Help Improve Your Energy Levels Naturally

There is an inextricable link between energy levels and dieting. Unfortunately, too many people diet by restricting their calories throughout the day, which often means skipping meals and eating an uneven amount of sluggishcalories throughout the day causing spikes and dips in our energy. This can leave us feeling drained during some of the most important times of the day – such as mid-afternoon when that deadline is due, and we can only think to scurry to the coffee pot for another jolt of caffeine, followed by another energy crash.
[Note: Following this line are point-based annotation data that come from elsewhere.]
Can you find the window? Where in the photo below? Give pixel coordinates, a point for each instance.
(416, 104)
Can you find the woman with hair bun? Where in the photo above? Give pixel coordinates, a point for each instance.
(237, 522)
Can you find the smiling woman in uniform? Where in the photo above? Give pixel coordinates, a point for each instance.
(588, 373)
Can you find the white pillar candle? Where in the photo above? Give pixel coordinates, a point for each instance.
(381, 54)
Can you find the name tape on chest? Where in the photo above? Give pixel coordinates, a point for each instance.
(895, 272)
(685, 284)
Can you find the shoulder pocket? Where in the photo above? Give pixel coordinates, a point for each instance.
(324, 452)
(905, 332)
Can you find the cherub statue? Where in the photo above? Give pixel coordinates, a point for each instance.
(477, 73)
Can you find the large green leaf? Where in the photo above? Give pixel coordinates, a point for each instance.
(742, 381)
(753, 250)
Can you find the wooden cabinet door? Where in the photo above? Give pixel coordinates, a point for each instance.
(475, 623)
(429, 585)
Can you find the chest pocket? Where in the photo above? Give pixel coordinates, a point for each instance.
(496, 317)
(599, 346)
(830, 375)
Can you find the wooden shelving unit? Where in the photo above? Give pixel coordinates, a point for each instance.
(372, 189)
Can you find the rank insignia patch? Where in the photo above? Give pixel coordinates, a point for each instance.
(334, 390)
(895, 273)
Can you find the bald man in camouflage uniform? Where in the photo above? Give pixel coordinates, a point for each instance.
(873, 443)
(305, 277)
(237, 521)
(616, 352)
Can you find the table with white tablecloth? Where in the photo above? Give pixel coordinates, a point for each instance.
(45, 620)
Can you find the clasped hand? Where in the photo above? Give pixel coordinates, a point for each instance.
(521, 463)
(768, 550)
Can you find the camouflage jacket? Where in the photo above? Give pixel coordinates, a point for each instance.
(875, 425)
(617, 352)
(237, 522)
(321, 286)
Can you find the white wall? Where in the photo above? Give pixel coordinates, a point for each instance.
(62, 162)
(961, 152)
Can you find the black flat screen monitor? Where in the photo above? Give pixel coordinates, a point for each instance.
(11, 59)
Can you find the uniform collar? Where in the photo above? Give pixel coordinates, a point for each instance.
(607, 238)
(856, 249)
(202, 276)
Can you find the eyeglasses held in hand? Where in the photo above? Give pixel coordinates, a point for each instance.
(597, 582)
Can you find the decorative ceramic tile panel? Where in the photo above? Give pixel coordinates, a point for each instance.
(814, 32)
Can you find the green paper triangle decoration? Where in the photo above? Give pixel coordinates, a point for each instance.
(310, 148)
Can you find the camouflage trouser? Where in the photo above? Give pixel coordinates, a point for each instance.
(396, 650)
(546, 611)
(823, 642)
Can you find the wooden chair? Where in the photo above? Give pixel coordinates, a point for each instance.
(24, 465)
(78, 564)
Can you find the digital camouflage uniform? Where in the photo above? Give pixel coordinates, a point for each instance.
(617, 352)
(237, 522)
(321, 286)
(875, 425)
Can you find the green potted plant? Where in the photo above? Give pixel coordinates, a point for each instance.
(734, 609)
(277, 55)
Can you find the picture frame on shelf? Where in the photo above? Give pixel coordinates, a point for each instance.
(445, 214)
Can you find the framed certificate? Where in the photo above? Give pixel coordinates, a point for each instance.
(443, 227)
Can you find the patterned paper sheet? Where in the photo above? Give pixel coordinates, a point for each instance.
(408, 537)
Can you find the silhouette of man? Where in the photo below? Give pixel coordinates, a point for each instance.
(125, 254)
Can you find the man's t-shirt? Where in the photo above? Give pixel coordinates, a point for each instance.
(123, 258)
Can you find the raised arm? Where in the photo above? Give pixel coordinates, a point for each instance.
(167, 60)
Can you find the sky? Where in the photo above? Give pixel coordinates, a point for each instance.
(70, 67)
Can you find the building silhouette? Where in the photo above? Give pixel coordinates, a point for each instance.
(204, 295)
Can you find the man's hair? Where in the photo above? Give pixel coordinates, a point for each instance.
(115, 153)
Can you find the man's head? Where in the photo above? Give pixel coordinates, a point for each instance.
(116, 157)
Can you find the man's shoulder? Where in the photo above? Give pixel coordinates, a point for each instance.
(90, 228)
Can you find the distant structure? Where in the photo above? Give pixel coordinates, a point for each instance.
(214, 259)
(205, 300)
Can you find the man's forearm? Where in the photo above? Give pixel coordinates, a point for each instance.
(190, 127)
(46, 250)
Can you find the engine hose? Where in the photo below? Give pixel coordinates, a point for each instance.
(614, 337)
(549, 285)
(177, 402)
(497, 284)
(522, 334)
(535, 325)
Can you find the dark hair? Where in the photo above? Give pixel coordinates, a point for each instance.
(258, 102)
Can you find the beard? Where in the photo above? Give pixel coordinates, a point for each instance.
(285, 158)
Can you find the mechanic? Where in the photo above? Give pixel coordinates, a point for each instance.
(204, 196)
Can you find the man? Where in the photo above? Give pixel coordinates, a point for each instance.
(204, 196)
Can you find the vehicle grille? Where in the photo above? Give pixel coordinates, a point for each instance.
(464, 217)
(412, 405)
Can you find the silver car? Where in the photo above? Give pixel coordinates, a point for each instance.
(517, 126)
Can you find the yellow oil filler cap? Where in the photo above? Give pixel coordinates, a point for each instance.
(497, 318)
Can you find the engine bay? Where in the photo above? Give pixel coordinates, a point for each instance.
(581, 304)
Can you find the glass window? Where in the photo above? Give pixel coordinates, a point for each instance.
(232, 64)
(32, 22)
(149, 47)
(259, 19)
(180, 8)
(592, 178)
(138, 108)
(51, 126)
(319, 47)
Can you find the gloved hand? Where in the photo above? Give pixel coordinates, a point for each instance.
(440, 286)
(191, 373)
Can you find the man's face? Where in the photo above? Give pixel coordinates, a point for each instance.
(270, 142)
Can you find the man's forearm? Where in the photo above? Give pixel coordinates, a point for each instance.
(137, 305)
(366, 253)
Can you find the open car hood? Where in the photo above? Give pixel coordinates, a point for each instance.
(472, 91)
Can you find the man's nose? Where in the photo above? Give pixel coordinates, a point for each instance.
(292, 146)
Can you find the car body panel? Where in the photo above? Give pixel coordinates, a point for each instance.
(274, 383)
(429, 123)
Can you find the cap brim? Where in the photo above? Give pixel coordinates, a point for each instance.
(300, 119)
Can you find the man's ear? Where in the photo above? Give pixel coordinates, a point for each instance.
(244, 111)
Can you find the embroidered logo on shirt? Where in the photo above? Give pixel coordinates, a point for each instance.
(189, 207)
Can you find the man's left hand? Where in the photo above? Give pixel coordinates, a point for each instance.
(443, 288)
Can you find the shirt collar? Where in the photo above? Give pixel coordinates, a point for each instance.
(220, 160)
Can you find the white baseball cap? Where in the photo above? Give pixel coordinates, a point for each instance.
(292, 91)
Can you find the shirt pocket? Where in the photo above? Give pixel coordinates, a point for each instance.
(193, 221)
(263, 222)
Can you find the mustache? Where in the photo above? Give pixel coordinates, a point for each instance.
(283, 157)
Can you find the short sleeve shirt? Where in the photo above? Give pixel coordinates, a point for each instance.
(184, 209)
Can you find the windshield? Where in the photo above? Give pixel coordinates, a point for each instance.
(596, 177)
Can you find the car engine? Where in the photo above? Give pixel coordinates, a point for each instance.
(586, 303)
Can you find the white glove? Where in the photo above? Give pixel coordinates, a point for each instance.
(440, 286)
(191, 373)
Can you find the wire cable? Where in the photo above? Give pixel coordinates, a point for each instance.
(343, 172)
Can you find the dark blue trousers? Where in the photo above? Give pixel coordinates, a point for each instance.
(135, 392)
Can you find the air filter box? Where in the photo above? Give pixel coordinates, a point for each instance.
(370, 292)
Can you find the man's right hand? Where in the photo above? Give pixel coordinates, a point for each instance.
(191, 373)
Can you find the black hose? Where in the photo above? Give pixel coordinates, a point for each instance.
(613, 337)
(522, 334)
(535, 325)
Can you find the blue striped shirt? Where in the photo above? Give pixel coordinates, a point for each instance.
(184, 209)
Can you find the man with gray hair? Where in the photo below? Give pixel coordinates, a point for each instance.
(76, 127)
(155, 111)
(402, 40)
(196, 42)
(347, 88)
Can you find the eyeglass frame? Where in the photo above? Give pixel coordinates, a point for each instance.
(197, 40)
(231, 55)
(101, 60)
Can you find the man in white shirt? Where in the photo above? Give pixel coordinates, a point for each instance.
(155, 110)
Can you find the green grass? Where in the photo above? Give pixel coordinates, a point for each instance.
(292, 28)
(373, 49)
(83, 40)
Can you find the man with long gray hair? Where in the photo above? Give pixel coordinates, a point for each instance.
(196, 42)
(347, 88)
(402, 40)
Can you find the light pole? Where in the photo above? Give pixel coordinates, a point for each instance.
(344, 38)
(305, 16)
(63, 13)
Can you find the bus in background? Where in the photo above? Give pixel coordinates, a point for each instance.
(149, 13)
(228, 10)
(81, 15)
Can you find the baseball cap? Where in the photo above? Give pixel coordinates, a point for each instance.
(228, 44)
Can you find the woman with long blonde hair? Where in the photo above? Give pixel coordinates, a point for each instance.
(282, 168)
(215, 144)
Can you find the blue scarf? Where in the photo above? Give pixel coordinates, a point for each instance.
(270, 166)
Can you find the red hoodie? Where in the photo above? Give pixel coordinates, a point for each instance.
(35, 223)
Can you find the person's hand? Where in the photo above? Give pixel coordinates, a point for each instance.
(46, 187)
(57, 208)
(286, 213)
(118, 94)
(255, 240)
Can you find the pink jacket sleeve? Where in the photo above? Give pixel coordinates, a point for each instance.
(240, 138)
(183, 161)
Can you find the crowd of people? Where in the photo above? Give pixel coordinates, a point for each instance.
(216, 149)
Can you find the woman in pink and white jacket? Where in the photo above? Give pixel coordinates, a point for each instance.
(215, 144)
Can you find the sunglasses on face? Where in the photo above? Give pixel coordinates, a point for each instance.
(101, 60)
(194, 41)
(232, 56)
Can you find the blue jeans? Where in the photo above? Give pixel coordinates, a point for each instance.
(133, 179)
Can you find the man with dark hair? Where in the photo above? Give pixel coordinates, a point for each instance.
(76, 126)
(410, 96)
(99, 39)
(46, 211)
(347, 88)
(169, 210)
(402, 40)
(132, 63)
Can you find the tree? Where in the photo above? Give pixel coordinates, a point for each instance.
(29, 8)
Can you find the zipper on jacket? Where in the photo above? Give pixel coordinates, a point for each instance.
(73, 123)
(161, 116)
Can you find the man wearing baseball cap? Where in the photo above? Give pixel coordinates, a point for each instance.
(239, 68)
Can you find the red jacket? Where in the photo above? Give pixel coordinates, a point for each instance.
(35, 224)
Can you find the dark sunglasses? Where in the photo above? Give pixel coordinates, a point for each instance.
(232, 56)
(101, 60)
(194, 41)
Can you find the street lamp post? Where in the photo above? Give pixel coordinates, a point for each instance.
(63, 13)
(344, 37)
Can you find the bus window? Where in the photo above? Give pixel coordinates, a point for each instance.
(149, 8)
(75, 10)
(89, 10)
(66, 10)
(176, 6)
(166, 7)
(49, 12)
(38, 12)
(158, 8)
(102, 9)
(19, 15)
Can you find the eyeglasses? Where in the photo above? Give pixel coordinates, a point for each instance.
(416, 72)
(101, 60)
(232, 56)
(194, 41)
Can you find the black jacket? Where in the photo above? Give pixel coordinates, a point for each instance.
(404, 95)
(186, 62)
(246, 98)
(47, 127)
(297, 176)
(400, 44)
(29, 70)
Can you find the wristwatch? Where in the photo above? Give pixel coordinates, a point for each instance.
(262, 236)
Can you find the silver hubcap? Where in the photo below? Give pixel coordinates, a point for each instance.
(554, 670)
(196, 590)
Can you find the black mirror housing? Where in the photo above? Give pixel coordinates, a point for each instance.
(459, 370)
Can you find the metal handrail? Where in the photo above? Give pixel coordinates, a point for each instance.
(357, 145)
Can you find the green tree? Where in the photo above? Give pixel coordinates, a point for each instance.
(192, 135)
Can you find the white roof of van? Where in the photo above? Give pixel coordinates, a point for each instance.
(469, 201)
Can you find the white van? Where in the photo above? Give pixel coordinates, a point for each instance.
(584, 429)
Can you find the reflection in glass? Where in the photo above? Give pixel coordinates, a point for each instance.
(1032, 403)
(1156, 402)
Here are some tips as you watch your weight to keep your energy stable throughout the day:

If you’re overweight, do continue to diet and get trim. You have the right idea, because carrying around even 10-20 pounds of extra body weight can be tiresome. Fit people tend to feel more energetic overall than overweight people. So, not dieting is not the best way to gain your energy back, but dieting the right way, to maintain your energy and rev up your metabolism is.

Abandon the “Crash Diet.” Get a t least 1,200 calories per day in your diet as anything less than that, depending on your size, can really lower your energy. Plus, it is difficult to consume necessary daily nutrients with a diet less than 1,800 calories/day. If you don’t get enough calories (usually about 10 calories per pound of body weight), the body thinks it’s starving, it slows metabolism down, and there goes your energy level.

Vitamins and Minerals

While vitamins and minerals alone are not energy producers, their job is to process energy, so if you are lacking, your energy doesn’t sync properly with your body for it to use what you have. A variety of raw or gently cooked vegetables and fruits are the most efficient way to ensure you have the spectrum of needed micronutirents, but if energy is your focus, try fresh squeezed orange juice or other produce high in Vitamin C such as kiwi, bell pepper, broccoli, Brussel sprouts and strawberries. Vitamin C deficiency is a leading culprit in low energy, especially among women. For a very potent vitamin and mineral supplement, you can try intraMAX, a liquid vitamin supplement. It has over 415 nutrients.

Also, make sure you have enough iron in your diet. You can try Pure Encapsulations Liquid Iron for an easy way to assure you’re getting enough iron in your diet. The role of iron is to transport oxygen through the blood, and not having enough iron lowers your metabolism and drops your energy along with creating a host of other problems. Low iron is another problem quite common among women, who are suggested to consume 18 mg of iron per day. Soy beans, baked beans, spinach, beef and oysters are all significant sources of dietary iron. If you suspect that you have low iron or might need iron suppliments, please consult your physician.

Eat Small Meals Throughout the Day

Eating five times a day, including a mid-morning and mid-afternoon snack while ensuring your other three meals are adjusted to keep your daily calorie intake regulated. Including snacks is a huge energy booster because you are fueling your body between meals just when you need an energy boost most, and it can help encourage you not to under-eat or over eat. Maintaining an appropriate portion size for healthy meals and snacks also will help you sustain energy throughout the day.